There is a lot of discussion in this space surrounding how to use the internet to attract customers. Until recently there was no group in LinkedIn to discuss these issues, so I started one. If you’re interested in joining, click here. There is a real hunger for information and guidance among the owners of vacation rental properties. Most of them have other jobs, and so are not dedicated full time to finding customers and renting out their properties… let alone hiring someone to help them with their e-commerce strategies. Many have been ripped off by so-called SEO experts who have charged them large fees and produced little results. Having been burned they are scared of making further investments into SEO and want to do everything themselves. The main goal of this conference is to allow vacation rental owners and management companies to come together and share ideas and experiences in person. Hopefully we’ll get a couple of great speakers to take the conference to another level.

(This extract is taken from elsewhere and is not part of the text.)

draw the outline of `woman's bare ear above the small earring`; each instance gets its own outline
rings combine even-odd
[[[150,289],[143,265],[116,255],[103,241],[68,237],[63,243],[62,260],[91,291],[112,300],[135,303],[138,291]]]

It seems that the hotel industry is, and should be, quite threatened by the recent exposure that this industry has been getting. After all, Homeaway.com’s tagline in their commercials is “Rent a house for half the cost of a hotel.” Sounds enticing… and of course the hotels will say “Yes but customers want the high level of personalized service that we provide.” I have a feeling that as awareness of the vacation rental industry grows, the idea of picking up a carton of orange juice and keeping it in the kitchen refrigerator will trump the $13 glass of personalized orange juice from room service. Of course it remains to be seen how governments all over the world might address the growth of this ‘informal’ industry. Many hotels complain that people are renting out their homes and apartments on the internet and do not have to pay any of the taxes that hotels have to pay, nor do they have to abide by any of the same regulations.

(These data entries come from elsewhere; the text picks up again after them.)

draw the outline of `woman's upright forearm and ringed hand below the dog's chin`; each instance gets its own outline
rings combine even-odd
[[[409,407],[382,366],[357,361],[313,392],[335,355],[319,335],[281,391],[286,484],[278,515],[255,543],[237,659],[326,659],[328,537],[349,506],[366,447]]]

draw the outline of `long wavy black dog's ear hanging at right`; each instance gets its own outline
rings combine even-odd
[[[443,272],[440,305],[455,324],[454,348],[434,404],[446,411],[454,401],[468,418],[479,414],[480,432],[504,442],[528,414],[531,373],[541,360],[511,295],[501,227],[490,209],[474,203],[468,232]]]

One thing I do like about what I am seeing in the Vacation Rental industry is that the third party websites such as Flipkey seem to be taking a much more supplier friendly approach to their relationships with vacation rental owners and managers than their parent company, Expedia, did over the years with hotels. I was particularly impressed with this post on Flipkey’s blog in which they invited another vacation rental company to provide tips to owners and managers about building their own sites and marketing them.

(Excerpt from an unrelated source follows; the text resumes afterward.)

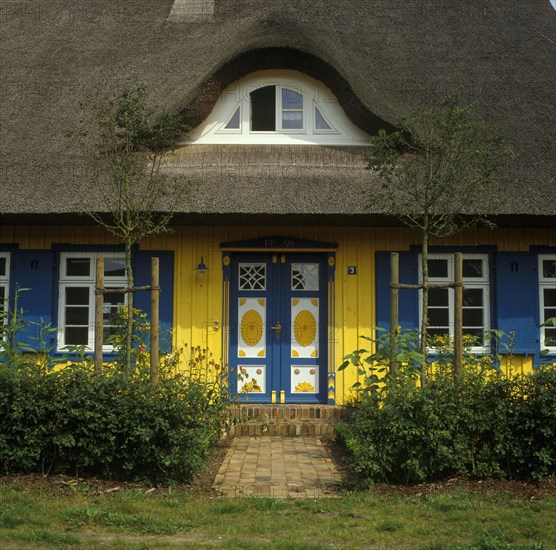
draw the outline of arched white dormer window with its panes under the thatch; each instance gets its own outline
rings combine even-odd
[[[322,82],[297,71],[257,71],[226,88],[184,143],[369,145]]]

In summary I believe there is a lot of opportunity in the vacation rental industry for both suppliers (owners) and vendors. This is an untapped industry where there is a desperate need for tools and knowledge that fit their needs. Right now I would like to see the vacation rental industry save themselves from repeating a lot of the same mistakes that the hotel industry made, and I believe that can only happen through open dialogue, open minds, and the sharing of ideas and experiences. I hope to see you in Miami on June 28th, 2010.